Ghostery does basically the same thing, and probably better. It works with the new version of firefox. (it's a WebExtension)
https://www.ghostery.com/
Chromium is garbage, it freezes up on page loads for 1-2 minutes every time you hit a website.
Many websites will break if you do this; USAA is broken with this, for example. My preferred method, without addons, is to set third party cookies to session only, something that no browser can do except for firefox.
My opinion? Combine privacy badger, cookie autodelete, and third party cookies session only, as FPI can break some websites, but the combination above should not break anything. For good measure, also add searchonymous2 and a redirect bypassing addon (redirect bypasser was the best, but I'm not sure which is right now.) Unfortunately, at the present time, extensions can't do anything about localstorage, which sites can and do use to track you. FPI effectively sandboxes localstorage from site to site, but it wastes disk space. Mozilla is extending the webextension API to allow manipulation of localstorage and will probably be the only browser to do so. The cookie autodelete developers plan on using it as soon as it's available, so that will be a complete solution.

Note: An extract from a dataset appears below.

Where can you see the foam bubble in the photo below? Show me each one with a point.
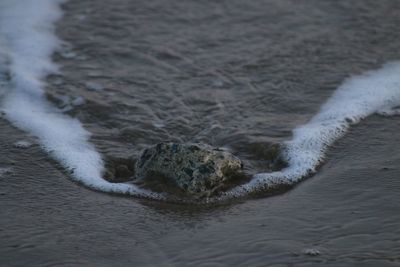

That's the nice thing about firefox going forward: Mozilla continues to add new features to the webextension API and is very responsive to requests, but Chrome usually doesn't, and you can pretty much count on Edge only going so far as to always remain a subset of what Chrome does, as Microsoft just copies the Chrome API verbatim, but doesn't implement everything. Microsoft also uses a "whitelist only" model in Edge, which involves paying a fee to Microsoft and requesting that they review your extension, which they ignore in most cases, even if you own a very popular chrome extension.
I'm betting that in about a year, Firefox will be the browser with all of the best addons, just like it was before the switch to webextensions, and Edge will remain king at its job of being the tool everybody uses to download firefox.